THE way things were. Peter Magubane’s 1956 photograph of a child and her domestic servant in the suburbs of South Africa.

THERE ARE ONLY a few days left in the season of arguably one of this city’s most important and best curated exhibitions. On Common Ground, put together by seasoned photographer Paul Weinberg, aligns and contrasts selected works of two of South Africa’s photographic giants – David Goldblatt and Peter Magubane, in a project that has been five years in the making.

You may argue that work of this quality in any context would sing – Goldblatt and Magubane collectively became the voices of the struggle against the horror of apartheid values. Of an age – Goldblatt passed away in July at the age of 89; Magubane was born in 1932 – these two men intrepidly went where few were willing to, and recorded contexts which were uncomfortable and important.

But there’s a lot more to this exhibition which is not only about the impeccable nature and magnificent work of both these men. It’s about a celebration of dignity. Coupled with the photographs – some of which you may have seen in other contexts, other publications, some of which have gone on to resonate with the unmistakable voice of a classic – are three videos of filmed footage of the artists themselves.

Structured along elegantly symmetrical lines, the exhibition shows cornerstone photographs by both men. The footage finds both Goldblatt and Magubane speaking about the challenges they faced over the long hard years of their careers. But it is the third video, screened in a darkened space in the gallery that will grab you by the heart and make you want to hold this exhibition and the values that it espouses just there, in your heart. It’s the kind of footage that encapsulates everything and makes you feel privileged to have been born into a world where people like this, men dedicated to their craft, have lived.
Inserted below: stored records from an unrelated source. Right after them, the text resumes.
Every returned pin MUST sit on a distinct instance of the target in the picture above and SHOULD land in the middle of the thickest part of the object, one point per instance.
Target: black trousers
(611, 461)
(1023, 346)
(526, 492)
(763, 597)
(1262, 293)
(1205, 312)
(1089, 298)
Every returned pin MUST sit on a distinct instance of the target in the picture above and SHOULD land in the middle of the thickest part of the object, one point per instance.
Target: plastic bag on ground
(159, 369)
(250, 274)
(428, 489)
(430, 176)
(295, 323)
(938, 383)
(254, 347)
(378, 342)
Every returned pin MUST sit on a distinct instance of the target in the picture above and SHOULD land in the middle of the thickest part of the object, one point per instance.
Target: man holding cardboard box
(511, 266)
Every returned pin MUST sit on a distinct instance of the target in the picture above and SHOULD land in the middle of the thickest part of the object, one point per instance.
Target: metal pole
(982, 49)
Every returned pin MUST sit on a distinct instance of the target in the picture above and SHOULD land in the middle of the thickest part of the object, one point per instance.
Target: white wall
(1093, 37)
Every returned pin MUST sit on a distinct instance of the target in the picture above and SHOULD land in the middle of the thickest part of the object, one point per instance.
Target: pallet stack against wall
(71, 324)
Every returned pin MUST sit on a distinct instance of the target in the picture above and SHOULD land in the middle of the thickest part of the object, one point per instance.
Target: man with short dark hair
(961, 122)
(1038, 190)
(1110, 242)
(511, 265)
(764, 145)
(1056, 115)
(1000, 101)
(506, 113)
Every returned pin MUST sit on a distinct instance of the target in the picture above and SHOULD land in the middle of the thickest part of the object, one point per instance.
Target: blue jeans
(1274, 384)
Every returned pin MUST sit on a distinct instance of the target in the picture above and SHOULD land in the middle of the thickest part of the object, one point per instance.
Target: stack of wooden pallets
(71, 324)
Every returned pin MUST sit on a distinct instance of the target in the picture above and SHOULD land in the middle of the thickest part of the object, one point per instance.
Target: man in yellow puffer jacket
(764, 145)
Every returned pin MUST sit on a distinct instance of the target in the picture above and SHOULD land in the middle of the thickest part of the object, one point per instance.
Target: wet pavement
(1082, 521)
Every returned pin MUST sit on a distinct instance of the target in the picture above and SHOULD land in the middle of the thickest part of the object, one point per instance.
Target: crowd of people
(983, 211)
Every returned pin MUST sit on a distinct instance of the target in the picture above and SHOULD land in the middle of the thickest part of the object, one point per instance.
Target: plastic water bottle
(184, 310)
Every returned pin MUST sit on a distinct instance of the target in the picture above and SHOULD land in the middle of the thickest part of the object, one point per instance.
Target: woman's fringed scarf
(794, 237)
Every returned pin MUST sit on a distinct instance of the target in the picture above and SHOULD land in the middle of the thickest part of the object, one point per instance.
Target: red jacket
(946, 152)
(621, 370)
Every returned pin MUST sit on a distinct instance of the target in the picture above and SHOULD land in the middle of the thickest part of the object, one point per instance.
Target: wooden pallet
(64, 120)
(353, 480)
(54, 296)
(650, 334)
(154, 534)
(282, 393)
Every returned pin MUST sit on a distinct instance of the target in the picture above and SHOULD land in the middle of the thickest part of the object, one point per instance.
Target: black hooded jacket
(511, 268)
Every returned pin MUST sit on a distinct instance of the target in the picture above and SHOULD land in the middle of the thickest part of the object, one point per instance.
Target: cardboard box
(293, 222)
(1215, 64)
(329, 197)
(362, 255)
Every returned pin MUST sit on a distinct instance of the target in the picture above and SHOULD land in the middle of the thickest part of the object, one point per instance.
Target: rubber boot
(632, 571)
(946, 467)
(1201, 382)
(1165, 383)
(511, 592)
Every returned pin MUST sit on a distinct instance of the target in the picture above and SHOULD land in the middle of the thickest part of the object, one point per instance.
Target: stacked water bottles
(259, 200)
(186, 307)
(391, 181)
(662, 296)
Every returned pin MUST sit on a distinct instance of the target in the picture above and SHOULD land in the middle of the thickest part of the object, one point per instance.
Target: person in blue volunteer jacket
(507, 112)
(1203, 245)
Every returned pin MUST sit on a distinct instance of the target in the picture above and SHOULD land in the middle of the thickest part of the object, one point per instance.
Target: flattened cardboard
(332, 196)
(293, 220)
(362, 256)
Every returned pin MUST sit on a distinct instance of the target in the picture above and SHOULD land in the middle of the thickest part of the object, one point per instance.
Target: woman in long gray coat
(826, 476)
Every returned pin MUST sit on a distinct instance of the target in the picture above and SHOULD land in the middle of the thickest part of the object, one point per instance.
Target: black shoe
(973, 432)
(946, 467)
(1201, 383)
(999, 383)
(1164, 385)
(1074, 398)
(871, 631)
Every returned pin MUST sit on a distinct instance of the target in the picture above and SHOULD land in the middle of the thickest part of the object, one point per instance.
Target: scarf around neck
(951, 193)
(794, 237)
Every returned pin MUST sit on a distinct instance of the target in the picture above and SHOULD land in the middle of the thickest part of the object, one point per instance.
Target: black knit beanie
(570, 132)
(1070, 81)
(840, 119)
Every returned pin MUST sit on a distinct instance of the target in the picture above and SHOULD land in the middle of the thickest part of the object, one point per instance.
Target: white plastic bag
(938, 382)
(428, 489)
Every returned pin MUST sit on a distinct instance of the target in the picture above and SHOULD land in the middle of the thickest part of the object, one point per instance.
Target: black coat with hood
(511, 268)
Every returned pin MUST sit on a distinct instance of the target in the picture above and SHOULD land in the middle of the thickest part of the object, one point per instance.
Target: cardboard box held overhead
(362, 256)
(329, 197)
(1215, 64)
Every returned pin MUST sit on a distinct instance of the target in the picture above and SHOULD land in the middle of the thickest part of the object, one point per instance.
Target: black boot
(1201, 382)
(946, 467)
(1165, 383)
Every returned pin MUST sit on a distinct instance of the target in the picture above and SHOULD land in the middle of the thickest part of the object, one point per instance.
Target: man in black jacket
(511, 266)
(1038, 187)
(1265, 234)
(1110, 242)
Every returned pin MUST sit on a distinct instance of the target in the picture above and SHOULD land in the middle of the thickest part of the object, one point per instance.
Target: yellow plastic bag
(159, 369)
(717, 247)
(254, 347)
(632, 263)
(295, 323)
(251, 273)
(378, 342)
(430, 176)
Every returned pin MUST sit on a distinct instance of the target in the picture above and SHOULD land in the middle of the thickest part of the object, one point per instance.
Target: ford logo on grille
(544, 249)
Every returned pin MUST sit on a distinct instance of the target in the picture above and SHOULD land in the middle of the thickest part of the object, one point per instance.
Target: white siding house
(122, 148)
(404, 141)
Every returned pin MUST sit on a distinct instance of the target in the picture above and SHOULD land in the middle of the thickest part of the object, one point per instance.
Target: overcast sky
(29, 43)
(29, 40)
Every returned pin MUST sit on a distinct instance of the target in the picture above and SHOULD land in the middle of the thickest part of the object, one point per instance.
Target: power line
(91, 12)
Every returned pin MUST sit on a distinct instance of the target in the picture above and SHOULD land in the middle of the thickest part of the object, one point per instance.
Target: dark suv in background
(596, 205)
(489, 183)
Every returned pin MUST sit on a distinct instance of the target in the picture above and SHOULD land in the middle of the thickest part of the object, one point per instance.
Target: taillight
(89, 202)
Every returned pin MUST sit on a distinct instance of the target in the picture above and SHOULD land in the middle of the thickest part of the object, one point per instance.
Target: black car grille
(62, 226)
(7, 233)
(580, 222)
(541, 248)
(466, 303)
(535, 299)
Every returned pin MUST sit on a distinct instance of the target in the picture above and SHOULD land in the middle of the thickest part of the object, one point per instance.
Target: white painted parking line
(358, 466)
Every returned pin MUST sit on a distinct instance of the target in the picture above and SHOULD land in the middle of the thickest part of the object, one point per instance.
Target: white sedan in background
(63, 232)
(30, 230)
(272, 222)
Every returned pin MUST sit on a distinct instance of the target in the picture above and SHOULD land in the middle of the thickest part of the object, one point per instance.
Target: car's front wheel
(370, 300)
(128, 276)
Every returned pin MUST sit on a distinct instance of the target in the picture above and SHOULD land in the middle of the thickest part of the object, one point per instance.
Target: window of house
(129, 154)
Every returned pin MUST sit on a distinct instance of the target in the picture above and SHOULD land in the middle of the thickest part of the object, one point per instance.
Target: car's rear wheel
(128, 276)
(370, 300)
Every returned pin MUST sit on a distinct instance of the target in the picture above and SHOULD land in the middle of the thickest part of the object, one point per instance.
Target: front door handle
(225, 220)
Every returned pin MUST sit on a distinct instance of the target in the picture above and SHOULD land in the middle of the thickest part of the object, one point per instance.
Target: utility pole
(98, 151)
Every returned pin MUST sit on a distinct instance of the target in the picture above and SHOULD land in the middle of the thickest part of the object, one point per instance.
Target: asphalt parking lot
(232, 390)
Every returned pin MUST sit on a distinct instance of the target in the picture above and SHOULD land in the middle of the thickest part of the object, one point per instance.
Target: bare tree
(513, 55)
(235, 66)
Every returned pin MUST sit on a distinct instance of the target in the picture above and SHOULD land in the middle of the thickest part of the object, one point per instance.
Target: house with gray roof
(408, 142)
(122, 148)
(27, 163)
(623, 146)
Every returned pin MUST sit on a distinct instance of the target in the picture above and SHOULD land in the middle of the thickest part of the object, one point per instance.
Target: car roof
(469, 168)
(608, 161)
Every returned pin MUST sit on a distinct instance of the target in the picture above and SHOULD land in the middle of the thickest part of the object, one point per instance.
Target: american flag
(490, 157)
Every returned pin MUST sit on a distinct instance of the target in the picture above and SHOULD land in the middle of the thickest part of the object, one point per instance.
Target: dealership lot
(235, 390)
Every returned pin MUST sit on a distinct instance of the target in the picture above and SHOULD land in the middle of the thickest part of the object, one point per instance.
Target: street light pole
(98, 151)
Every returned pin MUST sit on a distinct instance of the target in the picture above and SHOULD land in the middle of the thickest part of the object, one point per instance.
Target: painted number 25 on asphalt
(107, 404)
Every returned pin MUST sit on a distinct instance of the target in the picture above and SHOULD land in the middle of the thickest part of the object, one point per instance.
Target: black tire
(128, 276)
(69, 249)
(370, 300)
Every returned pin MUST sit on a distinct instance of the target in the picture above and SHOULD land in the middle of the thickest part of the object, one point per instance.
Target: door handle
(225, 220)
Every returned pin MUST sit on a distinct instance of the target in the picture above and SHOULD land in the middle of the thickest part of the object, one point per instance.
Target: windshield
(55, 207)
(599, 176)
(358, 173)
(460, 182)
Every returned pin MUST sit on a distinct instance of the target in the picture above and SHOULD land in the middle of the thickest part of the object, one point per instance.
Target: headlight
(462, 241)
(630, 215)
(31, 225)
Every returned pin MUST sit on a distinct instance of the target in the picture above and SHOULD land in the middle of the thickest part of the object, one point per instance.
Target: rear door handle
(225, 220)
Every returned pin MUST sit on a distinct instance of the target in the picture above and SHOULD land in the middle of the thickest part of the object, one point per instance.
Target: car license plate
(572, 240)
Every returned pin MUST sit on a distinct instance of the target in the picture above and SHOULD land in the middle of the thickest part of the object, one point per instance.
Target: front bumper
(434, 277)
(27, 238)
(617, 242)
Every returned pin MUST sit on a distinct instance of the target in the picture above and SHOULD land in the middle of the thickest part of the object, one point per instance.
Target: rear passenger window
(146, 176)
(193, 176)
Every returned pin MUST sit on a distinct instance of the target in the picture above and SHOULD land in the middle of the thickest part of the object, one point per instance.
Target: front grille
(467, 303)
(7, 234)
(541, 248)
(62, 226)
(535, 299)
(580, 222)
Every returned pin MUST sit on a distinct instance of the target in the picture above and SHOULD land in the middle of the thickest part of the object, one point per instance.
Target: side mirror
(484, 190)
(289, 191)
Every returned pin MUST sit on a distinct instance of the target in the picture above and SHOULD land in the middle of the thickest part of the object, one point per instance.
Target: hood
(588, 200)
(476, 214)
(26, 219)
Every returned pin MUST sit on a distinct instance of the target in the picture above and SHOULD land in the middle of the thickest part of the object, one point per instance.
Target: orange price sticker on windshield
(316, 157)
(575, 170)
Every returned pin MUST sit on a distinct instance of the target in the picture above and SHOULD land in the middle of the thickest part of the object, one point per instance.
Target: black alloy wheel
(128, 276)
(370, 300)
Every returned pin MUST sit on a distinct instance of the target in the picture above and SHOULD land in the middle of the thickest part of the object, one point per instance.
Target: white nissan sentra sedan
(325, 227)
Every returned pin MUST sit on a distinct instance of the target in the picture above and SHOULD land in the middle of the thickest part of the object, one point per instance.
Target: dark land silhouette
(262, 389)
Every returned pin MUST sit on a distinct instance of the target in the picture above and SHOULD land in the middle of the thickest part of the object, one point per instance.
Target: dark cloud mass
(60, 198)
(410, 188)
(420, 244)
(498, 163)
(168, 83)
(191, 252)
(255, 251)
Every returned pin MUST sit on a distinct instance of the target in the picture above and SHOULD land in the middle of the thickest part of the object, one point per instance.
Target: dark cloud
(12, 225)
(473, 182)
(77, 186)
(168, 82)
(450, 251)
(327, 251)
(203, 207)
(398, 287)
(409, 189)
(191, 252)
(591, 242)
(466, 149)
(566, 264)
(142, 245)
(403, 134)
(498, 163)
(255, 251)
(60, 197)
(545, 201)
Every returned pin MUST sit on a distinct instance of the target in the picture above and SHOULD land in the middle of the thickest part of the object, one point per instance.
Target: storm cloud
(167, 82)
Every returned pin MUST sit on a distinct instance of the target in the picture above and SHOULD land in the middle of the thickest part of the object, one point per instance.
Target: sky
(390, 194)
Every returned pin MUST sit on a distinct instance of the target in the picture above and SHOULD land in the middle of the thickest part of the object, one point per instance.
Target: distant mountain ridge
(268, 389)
It’s an ordinary, unselfconscious focus on the meeting of Goldblatt and Magubane, part of the chronology of this exhibition in its planning stages. They’re both really old. They both have millions of tales to tell. They’re both physically vulnerable, frail and beautiful: they’ve lived life to the full and given back in a way that changed the world and made it a place with that much more levity. That much more of a sense of hope.

Weinberg brings everything together in a manner devoid of crass sentimentality or big egos. You know, as you’re entering this space, that you’re in the presence of greatness. Candid, humble greatness. The real kind. The kind you will never forget.

  • On Common Ground by David Goldblatt and Peter Magubane, curated by Paul Weinberg is at Goodman Gallery, Rosebank, Johannesburg, until August 25. 011 788 1113.